2/25/2011

Surprise!! On eve of Trustee meeting, administrators reveal Brodhead's proposal for $1.5 to $2 million subsidy for Kunshan, may really mean $2.4 mill.

✔ ✔ Fact Checker here. Fearful of the day's developments at the Board of Trustee meeting.

✔ ✔ ✔ KUNSHAN

My fellow Dukies, we are entering a sink hole.

Just days after we learned that President Brodhead will ask the Trustees for $1.5 to $2 million to cover SOME of the operating losses in Kunshan, we learn the figure is actually much higher. There's a 20 percent fudge factor -- meaning Brodhead wants authorization to spend up to $2.4 million a year -- with the option of going back to the Trustees for even more.

Make no mistake: this is money going straight from the Durham campus to Kunshan. Money that would otherwise be available to be spent here in a very tight budget year. History department, economics department, AAAS, are you listening?

The $1.5 million, $2 million, $2.4 million -- whatever number you take -- is only the start of our losses. We have papered over millions more by contending we can get contributions -- maybe. Be careful to note this is not money given to the Kunshan university, but money donated to Duke in Durham that will be shifted to Kunshan. Millions.

And we plan to take millions and millions more out of the Fuqua business school's Corporate Education division to hide the losses -- and pretended it is not Duke University money at all.

Fellow Dukies -- we will lose $100 million minimum, $150 million probably and possibly more in Kunshan in the next decade. Those are statistics from Board of Trustee briefing papers -- NOT FC estimates.

What a crime, to think they sold us on the Kunshan idea by saying the Chinese city would pick up all the losses.

In the December minutes of the Academic Council, covering an appearance by global VP Jones, and the proposed January minutes where the ebullient Dean Sheppard of Fuqua tried to get permission for yet another international venture, there are very very substantial questions about this project. Unfortunately those questions -- sharp, critical questions from concerned faculty members throughout the university -- are arising at a very late hour, and I fear the Trustees will prove to be the Board of Lemmings and leap to a vote for Kunshan.

✔ ✔ TUITION

The Chronicle article mentions tuition at other schools. Next year, by the time the Trustees get done raising Duke's tuition, (and hiding the current Quad fee) it will cost an undergraduate ten percent more at Duke than at Princeton.

Mr Brodhead should know that while he emphasizes his commitment to financial aid -- it is he and his cohorts thru never ending spirals of tuition hikes far in excess of inflation that make the expanding aid packages necessary.
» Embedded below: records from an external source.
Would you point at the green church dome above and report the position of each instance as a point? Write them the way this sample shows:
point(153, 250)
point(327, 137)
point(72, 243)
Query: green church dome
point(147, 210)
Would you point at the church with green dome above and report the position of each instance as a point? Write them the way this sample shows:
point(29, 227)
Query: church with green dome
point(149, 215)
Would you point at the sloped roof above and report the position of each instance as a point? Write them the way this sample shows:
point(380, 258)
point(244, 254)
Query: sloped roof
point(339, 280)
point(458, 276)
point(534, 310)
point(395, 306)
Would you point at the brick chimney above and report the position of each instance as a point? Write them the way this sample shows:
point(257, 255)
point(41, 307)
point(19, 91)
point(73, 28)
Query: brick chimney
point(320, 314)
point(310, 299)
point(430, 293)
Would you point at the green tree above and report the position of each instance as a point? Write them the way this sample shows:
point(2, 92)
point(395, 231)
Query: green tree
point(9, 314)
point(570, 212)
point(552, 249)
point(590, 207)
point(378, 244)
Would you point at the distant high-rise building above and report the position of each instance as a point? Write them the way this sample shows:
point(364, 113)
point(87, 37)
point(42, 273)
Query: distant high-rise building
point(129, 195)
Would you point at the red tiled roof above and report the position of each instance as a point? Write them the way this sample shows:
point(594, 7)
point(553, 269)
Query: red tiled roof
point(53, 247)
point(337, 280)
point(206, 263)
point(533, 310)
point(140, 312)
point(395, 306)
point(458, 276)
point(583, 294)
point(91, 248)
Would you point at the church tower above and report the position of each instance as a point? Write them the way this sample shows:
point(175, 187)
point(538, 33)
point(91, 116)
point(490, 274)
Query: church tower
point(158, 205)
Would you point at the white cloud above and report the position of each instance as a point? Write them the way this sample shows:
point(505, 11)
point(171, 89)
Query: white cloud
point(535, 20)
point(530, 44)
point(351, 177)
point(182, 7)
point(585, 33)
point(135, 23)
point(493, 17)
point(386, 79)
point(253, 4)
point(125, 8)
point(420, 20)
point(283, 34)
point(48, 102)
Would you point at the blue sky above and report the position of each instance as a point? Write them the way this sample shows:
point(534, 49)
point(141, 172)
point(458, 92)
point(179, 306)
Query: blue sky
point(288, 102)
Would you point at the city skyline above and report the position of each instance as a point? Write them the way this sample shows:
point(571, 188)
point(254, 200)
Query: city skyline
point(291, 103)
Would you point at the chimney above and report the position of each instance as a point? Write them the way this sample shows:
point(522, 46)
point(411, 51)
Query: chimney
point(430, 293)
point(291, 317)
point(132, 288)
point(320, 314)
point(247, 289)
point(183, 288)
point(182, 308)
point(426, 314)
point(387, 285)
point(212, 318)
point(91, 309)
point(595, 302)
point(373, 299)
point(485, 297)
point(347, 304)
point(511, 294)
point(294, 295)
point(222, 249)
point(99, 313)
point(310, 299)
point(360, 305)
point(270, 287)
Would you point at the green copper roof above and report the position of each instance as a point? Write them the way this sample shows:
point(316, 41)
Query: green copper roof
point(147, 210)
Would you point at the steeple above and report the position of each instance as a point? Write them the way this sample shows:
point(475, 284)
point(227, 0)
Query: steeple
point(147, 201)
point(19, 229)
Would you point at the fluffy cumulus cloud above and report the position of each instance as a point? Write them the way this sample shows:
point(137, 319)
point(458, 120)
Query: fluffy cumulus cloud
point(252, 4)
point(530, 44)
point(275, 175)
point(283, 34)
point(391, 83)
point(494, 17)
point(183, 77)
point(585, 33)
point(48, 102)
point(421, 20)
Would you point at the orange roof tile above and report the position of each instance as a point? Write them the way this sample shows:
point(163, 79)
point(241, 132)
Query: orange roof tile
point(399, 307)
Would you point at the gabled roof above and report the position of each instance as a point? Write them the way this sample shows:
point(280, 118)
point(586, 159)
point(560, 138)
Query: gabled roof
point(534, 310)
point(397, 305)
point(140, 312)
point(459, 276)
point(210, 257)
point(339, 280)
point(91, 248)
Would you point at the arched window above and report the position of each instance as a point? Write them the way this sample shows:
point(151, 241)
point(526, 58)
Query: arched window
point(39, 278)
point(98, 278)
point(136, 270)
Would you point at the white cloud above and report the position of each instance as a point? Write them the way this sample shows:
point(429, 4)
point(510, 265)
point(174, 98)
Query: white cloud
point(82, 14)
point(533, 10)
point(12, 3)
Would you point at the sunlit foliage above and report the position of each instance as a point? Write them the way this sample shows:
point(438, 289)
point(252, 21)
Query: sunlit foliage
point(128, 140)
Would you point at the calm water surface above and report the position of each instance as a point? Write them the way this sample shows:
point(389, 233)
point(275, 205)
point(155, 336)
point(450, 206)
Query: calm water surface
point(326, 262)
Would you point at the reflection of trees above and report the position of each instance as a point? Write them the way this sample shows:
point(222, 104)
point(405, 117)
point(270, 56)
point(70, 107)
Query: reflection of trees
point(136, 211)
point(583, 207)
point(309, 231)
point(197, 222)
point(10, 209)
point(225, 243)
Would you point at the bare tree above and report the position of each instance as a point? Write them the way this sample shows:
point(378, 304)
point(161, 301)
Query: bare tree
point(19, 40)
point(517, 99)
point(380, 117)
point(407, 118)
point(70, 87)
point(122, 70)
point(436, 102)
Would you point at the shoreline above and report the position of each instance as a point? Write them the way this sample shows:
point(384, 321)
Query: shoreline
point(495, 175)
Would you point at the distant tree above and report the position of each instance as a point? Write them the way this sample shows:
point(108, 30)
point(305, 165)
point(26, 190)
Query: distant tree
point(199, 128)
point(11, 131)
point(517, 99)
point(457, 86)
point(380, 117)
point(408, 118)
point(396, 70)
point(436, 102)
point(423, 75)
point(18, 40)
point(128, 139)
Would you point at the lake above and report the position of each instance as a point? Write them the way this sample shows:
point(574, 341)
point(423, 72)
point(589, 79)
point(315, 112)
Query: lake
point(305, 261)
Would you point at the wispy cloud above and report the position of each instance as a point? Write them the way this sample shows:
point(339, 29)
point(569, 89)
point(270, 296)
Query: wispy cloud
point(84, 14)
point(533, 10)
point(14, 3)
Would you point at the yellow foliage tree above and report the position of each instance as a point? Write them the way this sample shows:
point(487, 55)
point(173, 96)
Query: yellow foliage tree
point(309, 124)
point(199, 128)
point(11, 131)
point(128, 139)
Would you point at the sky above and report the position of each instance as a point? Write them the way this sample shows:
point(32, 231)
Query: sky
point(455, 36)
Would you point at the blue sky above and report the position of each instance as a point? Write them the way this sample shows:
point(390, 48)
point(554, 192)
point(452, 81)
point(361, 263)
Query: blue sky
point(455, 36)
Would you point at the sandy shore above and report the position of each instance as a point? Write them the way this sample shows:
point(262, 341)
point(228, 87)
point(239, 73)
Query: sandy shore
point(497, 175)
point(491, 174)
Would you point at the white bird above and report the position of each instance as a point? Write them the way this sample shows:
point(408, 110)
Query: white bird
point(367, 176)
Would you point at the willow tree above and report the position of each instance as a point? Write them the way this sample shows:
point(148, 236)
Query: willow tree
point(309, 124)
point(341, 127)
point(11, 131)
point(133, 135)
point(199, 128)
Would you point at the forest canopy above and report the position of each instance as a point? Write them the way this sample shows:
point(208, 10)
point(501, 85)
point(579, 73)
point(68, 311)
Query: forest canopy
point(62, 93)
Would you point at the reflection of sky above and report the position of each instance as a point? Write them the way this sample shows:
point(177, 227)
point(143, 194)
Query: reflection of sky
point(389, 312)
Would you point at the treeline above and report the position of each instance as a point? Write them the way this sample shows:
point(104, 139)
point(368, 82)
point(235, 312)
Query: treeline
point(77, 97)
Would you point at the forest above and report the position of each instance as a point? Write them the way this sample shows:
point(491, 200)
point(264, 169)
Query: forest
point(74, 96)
At the moment, Duke sustains its level of financial aid only by robbing future generations; we are spending 28 percent more than we should -- based upon normal distribution figures -- from endowment aimed at financial aid.

✔ ✔ WAGE FREEZE

The issue before the board is how to apply whatever money is available to break the two year freeze. Do lower paid employees and the highest paid faculty get the same percentage increase?

How much money is spent on lavish fringe benefits, versus given to people in their pay checks?

✔ ✔ ARTS AND SCIENCES

When last we heard there was a real crunch in the budget of Arts and Sciences. We simply have too many professors, and to compound the problem, at least 35 of them were not carried in the A and S budget at all, but in the Provost's slush fund.

With the slush fund shrinking -- and Peter the Provost wanting to move in new directions and not have his funds dedicated year after year --- A and S may get a double whammy.

Let's see what the Trustees come up with. While many other schools (including the aforementioned Princeton) have concluded their budgets now, this is typically a May announcement at Duke.

✔ ✔ FUND-RAISING DRIVE

As Duke stirs toward a HUGE development campaign, there's a 500 pound gorilla in the room. Brodhead is coming up on 64 years of age. We cannot change presidents in mid-stream; that's a given. Is he going to be with us for the length of the campaign: does he want to or does he want to return to teaching? Will he be physically able to carry the burden of a campaign -- starting probably in a year and continuing for five or six more years.

✔ Final note -- Tallman, the trustee briefing papers note that Duke will take 55 percent, Kunshan 45 pct of the losses -- not a 50/50 split. This is only for six years -- leaving the Chinese city the options of refusing to cover any losses and/or starting to charge rent for the buildings. All bets on what the losses will be are then off the table.